GM robot rollout draws union anger at Detroit EV plant
GM has added about 50 robot arms at Factory Zero while more than 1,000 union workers remain laid off, according to Detroit business reports.
By Maya Lindqvist · Senior Technology Correspondent
3 min read
General Motors has added about 50 robotic arms to its Factory Zero electric vehicle plant in Detroit while more than 1,000 union workers there remain off the job after temporary layoffs, according to Crain’s Detroit Business and The Detroit News. The move has sharpened a dispute between automakers and the United Auto Workers over whether factory automation will support employees or displace them.
Crain’s Detroit Business reported that the robots were supplied by FANUC, the Japanese robotics company, and are intended to help fasten parts to vehicles on the assembly line. UAW leaders objected because GM has not recalled workers affected by layoffs announced as temporary in March, according to the reports.
James Cotton, president of UAW Local 22, told The Detroit News that more than 1,000 union members remain “laid off indefinitely.” Cotton said GM could bring some of those workers back instead of installing the 50 robots, according to the newspaper.
The March layoffs followed a separate round of permanent job cuts at Factory Zero in October 2025, when another 1,200 workers were affected, according to Fox 2 Detroit. Factory Zero is GM’s flagship EV plant, and the staffing cuts have landed as U.S. automakers reassess electric vehicle production plans.
Andrew Bergman, a Local 22 member and union organizer who was among the GM workers laid off, told The Detroit News that automation could improve conditions if workers shared in the benefits. “Technological development has the capability of making work safer for the working class and enabling workers to have a shorter work week without losing pay,” Bergman said. “But in the bosses’ and billionaires’ hands it’s used to pad profits and lay off workers.”
The Detroit News reported that the same week in Detroit, company leaders and labor leaders described sharply different futures for robotics and artificial intelligence. At the Reindustrialize Summit, startup founders promoted robots as a way to strengthen manufacturing, while UAW President Shawn Fain warned at the union’s constitutional convention about “the threat of humanoid robotics and mass automation” to jobs and wages.
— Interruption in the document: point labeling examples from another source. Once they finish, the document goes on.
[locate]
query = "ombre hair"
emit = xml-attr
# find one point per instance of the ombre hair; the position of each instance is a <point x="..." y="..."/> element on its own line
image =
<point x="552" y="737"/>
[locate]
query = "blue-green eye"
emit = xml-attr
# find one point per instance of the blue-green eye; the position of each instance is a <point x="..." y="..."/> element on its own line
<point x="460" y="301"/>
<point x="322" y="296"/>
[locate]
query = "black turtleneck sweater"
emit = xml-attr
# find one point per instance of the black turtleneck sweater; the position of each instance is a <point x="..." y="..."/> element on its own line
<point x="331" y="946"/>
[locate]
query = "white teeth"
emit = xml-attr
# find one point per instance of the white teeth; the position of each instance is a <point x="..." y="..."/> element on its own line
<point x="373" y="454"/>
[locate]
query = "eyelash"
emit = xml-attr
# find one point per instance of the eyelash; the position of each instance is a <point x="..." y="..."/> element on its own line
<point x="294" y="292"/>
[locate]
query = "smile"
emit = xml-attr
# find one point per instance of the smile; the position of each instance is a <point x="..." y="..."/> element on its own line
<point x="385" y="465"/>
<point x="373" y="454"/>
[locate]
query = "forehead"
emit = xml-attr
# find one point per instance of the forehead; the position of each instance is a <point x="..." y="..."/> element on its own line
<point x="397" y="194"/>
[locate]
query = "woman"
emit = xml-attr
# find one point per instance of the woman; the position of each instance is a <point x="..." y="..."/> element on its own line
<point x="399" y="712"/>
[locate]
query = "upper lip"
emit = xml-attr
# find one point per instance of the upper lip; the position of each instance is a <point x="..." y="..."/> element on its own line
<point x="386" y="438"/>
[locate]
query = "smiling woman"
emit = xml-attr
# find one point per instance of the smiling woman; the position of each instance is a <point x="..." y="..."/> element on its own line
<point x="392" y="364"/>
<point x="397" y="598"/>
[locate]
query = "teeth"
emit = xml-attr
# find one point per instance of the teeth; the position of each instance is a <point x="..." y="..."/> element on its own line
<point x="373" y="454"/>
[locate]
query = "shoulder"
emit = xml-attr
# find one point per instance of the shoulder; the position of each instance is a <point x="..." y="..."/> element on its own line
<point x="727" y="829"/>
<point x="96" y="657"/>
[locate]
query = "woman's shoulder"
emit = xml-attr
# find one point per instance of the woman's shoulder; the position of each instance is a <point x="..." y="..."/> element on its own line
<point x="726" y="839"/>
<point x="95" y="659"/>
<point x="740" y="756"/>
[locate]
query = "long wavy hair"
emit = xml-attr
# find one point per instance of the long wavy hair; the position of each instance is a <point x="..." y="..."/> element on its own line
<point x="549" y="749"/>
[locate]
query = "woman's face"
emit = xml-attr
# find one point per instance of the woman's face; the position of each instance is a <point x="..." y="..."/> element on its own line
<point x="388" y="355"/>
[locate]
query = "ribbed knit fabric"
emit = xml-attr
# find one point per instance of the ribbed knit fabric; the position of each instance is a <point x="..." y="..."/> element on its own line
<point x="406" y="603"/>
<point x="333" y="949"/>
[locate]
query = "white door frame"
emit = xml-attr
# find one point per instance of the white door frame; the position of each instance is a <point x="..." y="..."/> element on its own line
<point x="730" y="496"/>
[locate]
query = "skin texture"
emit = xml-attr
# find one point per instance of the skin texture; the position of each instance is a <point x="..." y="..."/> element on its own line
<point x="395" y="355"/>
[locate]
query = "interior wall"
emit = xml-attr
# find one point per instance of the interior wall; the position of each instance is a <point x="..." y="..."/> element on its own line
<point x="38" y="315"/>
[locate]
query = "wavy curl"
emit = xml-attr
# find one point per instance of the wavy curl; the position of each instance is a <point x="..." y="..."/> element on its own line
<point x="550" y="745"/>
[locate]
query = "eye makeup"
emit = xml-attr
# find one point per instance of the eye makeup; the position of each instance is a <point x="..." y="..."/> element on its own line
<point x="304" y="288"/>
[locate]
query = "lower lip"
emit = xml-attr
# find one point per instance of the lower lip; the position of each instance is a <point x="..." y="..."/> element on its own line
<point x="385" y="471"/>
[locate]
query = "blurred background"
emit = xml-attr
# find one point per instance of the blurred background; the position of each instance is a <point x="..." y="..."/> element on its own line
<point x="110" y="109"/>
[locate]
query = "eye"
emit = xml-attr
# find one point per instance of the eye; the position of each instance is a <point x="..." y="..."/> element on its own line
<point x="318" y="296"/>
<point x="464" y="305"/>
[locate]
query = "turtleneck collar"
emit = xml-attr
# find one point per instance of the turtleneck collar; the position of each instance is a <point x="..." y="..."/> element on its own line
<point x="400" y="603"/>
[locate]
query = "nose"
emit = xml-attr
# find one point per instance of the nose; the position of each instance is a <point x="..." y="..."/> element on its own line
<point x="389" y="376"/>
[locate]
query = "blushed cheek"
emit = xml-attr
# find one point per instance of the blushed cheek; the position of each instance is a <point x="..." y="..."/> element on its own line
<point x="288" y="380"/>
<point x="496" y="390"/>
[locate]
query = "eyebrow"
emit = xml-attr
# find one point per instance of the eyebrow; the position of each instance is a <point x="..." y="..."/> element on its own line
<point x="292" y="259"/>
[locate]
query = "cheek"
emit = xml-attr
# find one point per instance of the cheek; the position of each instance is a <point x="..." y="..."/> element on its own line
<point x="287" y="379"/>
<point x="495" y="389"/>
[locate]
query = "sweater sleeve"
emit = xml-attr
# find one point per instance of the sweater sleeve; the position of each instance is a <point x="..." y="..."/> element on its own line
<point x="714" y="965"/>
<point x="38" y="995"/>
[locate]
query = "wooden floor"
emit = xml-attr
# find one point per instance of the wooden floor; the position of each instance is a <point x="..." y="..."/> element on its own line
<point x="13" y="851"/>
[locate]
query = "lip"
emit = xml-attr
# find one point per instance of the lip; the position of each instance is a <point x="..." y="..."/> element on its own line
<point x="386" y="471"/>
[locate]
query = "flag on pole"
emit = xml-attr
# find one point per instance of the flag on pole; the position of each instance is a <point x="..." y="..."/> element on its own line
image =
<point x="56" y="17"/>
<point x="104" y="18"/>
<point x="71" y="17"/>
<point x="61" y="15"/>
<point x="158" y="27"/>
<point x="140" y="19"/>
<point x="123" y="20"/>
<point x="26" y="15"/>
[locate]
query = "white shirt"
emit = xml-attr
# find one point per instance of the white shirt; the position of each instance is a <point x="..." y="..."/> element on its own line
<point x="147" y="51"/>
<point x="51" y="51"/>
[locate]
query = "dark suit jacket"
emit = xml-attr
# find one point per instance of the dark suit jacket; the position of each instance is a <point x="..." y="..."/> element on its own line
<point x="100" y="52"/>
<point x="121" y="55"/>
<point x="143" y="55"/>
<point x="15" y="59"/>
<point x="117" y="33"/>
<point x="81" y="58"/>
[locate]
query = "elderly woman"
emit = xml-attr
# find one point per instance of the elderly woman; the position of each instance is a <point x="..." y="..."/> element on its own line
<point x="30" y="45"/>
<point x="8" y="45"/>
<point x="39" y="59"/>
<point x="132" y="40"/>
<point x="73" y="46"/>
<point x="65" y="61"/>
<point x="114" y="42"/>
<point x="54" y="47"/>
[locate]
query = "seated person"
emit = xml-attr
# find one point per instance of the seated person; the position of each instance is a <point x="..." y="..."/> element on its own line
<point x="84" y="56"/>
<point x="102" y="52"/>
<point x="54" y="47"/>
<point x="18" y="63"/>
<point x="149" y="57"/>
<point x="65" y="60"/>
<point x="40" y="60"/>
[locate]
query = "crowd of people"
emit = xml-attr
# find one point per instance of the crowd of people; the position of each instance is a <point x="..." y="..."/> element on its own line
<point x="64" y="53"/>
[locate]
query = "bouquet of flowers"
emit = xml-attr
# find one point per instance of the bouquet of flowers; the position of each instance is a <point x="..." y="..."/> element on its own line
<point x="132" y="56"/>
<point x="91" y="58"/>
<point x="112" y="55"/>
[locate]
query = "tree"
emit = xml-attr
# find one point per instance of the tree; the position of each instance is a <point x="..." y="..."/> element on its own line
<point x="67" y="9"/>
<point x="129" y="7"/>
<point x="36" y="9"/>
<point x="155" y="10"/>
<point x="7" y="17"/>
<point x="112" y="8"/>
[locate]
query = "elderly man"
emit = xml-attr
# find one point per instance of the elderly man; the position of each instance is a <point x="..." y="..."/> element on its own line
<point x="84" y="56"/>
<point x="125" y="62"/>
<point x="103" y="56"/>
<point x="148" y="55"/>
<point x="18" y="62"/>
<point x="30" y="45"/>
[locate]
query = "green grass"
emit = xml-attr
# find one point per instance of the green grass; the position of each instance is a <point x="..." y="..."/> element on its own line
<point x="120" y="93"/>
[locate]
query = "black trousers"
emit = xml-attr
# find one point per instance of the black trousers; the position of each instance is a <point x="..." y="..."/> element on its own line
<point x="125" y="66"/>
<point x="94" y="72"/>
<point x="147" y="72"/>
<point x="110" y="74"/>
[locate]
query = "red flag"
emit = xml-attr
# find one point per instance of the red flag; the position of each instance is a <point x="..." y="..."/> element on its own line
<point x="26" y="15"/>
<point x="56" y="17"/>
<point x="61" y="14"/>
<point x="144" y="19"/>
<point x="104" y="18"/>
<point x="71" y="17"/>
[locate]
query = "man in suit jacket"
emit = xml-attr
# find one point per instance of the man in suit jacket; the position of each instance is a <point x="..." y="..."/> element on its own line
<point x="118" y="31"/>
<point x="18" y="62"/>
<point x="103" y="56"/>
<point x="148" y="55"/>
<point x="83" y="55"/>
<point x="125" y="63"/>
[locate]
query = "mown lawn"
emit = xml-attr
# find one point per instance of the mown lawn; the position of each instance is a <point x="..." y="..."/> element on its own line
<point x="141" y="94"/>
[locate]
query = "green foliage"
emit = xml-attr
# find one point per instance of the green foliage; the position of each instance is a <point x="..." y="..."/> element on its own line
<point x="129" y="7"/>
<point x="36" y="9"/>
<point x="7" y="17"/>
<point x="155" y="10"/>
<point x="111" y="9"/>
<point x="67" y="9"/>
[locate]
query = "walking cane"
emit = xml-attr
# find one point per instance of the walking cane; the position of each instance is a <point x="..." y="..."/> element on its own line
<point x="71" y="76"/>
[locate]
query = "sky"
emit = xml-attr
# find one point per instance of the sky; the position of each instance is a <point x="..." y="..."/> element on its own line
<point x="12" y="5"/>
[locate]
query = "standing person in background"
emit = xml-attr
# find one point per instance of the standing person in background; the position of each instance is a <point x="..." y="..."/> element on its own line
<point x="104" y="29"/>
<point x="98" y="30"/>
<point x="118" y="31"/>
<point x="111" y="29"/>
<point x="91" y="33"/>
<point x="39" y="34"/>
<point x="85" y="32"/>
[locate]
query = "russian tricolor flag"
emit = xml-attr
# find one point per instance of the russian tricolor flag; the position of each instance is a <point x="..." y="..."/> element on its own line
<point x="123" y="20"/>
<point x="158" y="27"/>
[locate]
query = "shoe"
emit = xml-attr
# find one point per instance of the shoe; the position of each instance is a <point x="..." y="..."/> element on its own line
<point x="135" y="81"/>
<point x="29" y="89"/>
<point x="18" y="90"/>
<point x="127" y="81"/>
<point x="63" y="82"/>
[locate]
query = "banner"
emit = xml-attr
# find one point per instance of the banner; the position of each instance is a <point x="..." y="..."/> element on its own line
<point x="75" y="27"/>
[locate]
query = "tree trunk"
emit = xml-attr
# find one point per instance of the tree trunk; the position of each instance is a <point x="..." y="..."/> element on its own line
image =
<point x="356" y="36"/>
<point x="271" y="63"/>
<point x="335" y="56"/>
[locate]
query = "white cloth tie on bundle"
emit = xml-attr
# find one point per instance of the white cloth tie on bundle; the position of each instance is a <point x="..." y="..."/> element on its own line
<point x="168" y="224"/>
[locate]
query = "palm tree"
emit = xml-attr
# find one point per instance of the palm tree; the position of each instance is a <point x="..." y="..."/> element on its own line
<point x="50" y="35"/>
GM is not alone in adding robots to vehicle production. Stellantis and Ford have also used assembly-line robots, including FANUC systems, and Hyundai plans to put Atlas humanoid robots from Boston Dynamics into work at its Georgia EV facility by 2028, according to company and industry materials cited in the reports.
Automation is further advanced in parts of East Asia, where some companies operate so-called dark factories with few workers on site. FANUC says it has run a lights-out factory since 2001, and Chinese automakers including Jetour and Zeekr have built highly automated plants, according to company materials and The Wall Street Journal.
Xiaomi uses more than 700 robots at its EV Hyperfactory in Beijing, where The EV Report said the company can produce a new electric vehicle every 76 seconds. The Institution of Mechanical Engineers has warned that heavy automation can create problems of its own, including missed production-line issues and greater cybersecurity risks.
The International Federation of Robotics said China had 2 million industrial robots in factories by 2024 and added 295,000 that year. The group said Japan installed 44,500 industrial robots in 2024, while the United States installed 34,200.
This story draws on original reporting from Ars Technica.